Baiklah. Singkat cerita, setelah diberi motivasi dari orang-orang terdekat mengenai pengalaman terbang dan membaca sana-sini, akhirnya saya memberanikan diri melakukan perjalanan dinas (jika saya menolak, kemungkinan besar karir saya akan stagnan) ke Surabaya. Saya tidak membawa koper, hanya sebuah backpack berukuran sedang, sementara tiga rekan seperjalanan saya (dari divisi berbeda) menggunakan koper dan tas berbagai macam ukuran. Saya jadi merasa seperti orang konyol yang baru pertama kali naik pesawat terbang, hehe.

Ada satu hal yang langsung menyita perhatian saya saat tiba di bandara saat itu. Wow, betapa kayanya bandara akan beragam jenis manusia: bapak-bapak, ibu-ibu, wanita muda, pria bersetelan rapi, anak-anak kecil, rombongan keluarga besar yang berisik, dan semacamnya. Memang hal semacam ini bisa ditemukan juga di terminal ataupun stasiun, namun di bandara auranya berbeda! Dan pengumuman mengenai jadwal penerbangan itu! Pengumuman tersebut begitu khas, memberi informasi mengenai penerbangan dan lain hal. Ah, belum lagi deretan toko yang menjual barang-barang keren. Memasuki lebih dalam bagian bandara, terlihat lalu-lalang manusia yang menyeret koper, menenteng koran, bersetelan rapi, menyesap kopi di tangan, menelepon, memegang boarding pass...

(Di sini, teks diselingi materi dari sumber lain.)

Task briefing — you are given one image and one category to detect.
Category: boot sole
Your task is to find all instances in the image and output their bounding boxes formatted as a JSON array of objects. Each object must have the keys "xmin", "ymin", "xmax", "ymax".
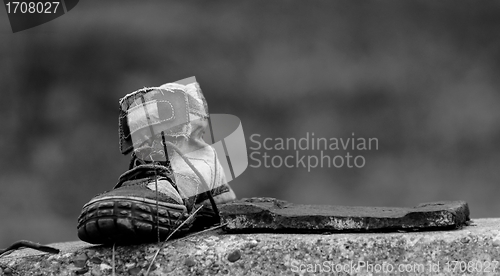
[{"xmin": 78, "ymin": 196, "xmax": 192, "ymax": 244}]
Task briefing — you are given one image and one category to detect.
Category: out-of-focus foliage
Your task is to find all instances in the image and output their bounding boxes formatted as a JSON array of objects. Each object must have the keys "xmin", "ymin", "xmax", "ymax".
[{"xmin": 0, "ymin": 0, "xmax": 500, "ymax": 244}]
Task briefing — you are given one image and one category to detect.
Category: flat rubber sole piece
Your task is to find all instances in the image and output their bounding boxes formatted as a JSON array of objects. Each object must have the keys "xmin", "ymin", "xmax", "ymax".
[{"xmin": 77, "ymin": 196, "xmax": 192, "ymax": 244}]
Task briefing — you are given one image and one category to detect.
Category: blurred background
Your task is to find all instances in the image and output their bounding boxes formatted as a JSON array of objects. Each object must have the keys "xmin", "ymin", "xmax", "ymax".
[{"xmin": 0, "ymin": 0, "xmax": 500, "ymax": 245}]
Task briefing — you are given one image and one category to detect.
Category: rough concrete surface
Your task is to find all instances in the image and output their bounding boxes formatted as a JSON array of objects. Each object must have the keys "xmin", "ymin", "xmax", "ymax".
[
  {"xmin": 0, "ymin": 218, "xmax": 500, "ymax": 275},
  {"xmin": 220, "ymin": 198, "xmax": 470, "ymax": 233}
]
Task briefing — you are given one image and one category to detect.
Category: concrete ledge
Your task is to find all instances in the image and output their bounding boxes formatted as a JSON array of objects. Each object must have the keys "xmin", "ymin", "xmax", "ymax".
[{"xmin": 0, "ymin": 218, "xmax": 500, "ymax": 275}]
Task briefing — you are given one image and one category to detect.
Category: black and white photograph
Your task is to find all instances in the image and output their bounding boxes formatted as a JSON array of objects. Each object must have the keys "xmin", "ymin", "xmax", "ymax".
[{"xmin": 0, "ymin": 0, "xmax": 500, "ymax": 276}]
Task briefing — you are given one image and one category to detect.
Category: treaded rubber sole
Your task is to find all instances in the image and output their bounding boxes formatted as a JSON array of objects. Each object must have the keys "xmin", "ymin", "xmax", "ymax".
[{"xmin": 77, "ymin": 196, "xmax": 192, "ymax": 244}]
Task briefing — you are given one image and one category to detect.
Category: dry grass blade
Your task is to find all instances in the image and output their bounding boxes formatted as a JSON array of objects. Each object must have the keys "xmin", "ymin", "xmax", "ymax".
[
  {"xmin": 146, "ymin": 205, "xmax": 203, "ymax": 276},
  {"xmin": 176, "ymin": 222, "xmax": 227, "ymax": 241}
]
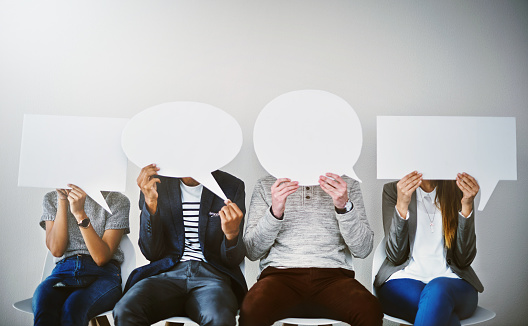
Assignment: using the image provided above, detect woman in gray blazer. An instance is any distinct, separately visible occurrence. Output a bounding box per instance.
[374,171,484,325]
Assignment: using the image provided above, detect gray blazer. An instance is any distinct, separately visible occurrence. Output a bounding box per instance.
[374,181,484,292]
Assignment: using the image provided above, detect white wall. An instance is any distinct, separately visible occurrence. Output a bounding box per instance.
[0,0,528,325]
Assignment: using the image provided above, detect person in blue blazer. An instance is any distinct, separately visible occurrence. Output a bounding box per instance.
[113,164,247,325]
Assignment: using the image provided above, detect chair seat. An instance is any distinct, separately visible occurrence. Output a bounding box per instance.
[384,306,496,326]
[278,318,340,325]
[163,317,198,325]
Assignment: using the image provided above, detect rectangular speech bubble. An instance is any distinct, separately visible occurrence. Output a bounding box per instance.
[18,114,128,212]
[377,116,517,211]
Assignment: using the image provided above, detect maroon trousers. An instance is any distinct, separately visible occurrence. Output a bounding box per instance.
[239,267,383,326]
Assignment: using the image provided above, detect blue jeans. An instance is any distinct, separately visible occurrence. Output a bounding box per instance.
[32,255,121,326]
[377,277,478,326]
[114,260,238,326]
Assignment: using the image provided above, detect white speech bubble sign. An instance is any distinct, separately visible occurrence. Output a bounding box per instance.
[122,101,242,200]
[253,90,363,186]
[377,116,517,211]
[18,114,128,213]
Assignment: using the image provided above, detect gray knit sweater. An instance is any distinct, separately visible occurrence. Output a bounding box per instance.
[244,176,374,271]
[40,191,130,263]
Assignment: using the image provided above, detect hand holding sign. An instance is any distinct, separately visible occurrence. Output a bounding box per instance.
[122,102,242,200]
[253,90,363,185]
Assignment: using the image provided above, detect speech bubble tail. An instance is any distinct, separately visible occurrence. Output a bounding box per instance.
[478,180,499,211]
[193,173,227,200]
[81,187,112,214]
[346,170,363,183]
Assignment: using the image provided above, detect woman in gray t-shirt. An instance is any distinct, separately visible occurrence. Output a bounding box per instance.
[33,185,130,325]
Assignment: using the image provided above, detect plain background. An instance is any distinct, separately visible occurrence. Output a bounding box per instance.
[0,0,528,325]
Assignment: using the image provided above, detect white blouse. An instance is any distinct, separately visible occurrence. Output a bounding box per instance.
[389,188,460,283]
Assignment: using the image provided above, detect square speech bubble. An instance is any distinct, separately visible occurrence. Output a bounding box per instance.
[377,116,517,210]
[18,114,128,211]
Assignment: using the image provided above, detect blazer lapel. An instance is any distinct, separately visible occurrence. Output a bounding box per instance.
[167,178,185,248]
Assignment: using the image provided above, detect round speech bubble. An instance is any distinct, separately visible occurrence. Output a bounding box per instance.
[121,101,242,199]
[253,90,363,186]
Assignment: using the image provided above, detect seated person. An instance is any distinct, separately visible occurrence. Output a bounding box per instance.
[374,171,484,325]
[240,173,383,326]
[114,164,247,326]
[32,185,130,326]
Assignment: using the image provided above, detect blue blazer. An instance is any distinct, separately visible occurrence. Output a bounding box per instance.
[125,171,248,303]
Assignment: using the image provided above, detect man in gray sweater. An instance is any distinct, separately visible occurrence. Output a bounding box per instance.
[240,173,383,326]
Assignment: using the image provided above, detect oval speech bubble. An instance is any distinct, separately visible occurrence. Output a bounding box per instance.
[377,116,517,211]
[121,102,242,200]
[253,90,363,185]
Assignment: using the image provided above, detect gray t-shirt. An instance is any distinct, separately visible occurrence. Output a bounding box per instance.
[40,191,130,263]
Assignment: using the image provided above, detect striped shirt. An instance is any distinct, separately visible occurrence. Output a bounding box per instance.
[180,182,205,261]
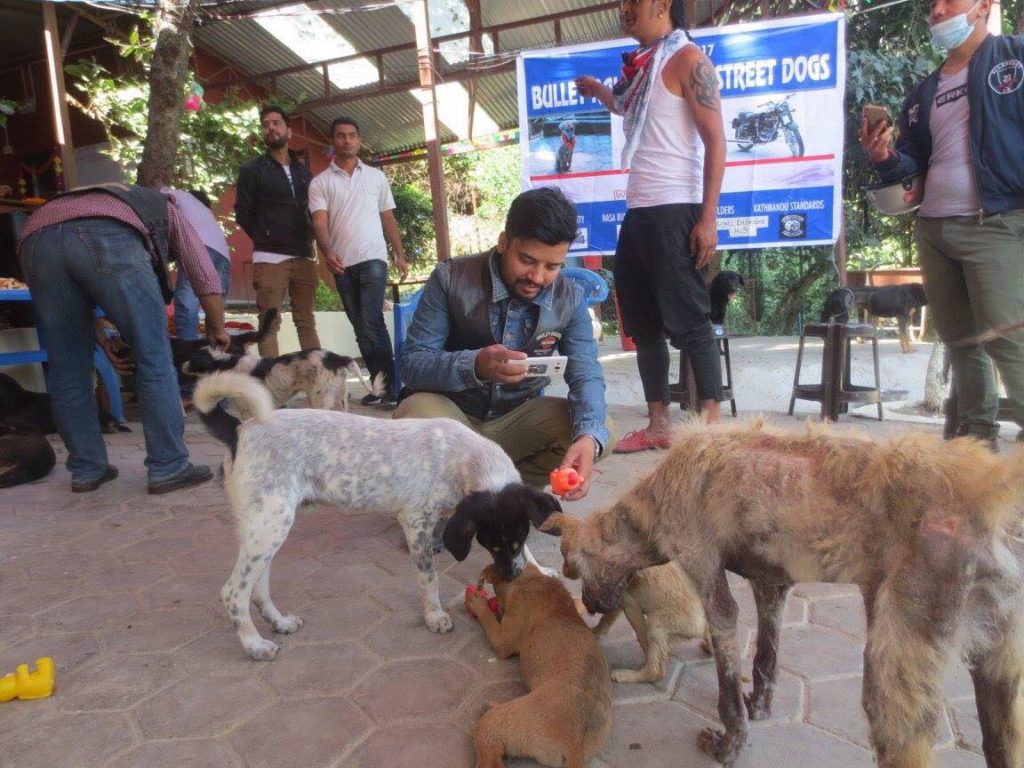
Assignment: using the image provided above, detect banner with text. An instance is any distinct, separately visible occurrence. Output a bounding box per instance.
[517,13,846,255]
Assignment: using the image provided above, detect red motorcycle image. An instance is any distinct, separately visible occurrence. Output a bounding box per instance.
[732,93,804,158]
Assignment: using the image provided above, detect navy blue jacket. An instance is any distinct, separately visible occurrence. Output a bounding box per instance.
[874,35,1024,215]
[234,150,313,258]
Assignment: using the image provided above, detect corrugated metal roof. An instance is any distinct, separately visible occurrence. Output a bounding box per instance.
[197,0,725,153]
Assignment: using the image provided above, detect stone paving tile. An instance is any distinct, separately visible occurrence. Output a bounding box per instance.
[103,739,242,768]
[336,721,473,768]
[778,625,864,680]
[809,595,867,642]
[231,698,370,768]
[0,713,132,768]
[262,642,381,698]
[58,654,183,712]
[135,674,271,738]
[352,658,473,723]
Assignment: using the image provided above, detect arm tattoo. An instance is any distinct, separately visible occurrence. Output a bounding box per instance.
[690,58,721,112]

Ya Tuhan, saya jatuh hati pada bandara. Terdengar aneh dan norak, namun itulah yang saya rasakan. Mata saya berbinar-binar menyaksikan keriuhan situasi bandara. Kemana saja saya selama ini?

Di kemudian hari, saya menemukan kebahagiaan dalam beberapa hal yang melekat pada bandara: lalu-lalang manusia segala jenis (ras, umur, bahasa, agama, jenis kelamin), toko-toko cantik yang berjejer menampilkan barang dagangan, lantai marmer, lantai berlapis karpet, desain taman-taman buatan, desain interior dengan segala tema eksotis hingga etnis, kursi pijat gratis, toilet bersih, deretan troli, area entertainment, air minum gratis, papan pengumuman jadwal pesawat terbang, papan informasi dan suara pengumuman dalam bermacam bahasa. 

Ah, bahasa-bahasa itu! Mulai dari bahasa daerah hingga bahasa asing, meluncur dari segala macam mulut, menciptakan simfoni indah yang tidak semua orang bisa rasakan. Mungkin terdengar gila, tapi entahlah... semua keriuhan tersebut selalu membuat saya tersenyum lebar. Meski jadwal pesawat terkendala gangguan (delay dan semacamnya), saya tetap mencoba melihat hal-hal unik dalam bandara, dan itu cukup mengenyahkan pikiran dari kekecewaan.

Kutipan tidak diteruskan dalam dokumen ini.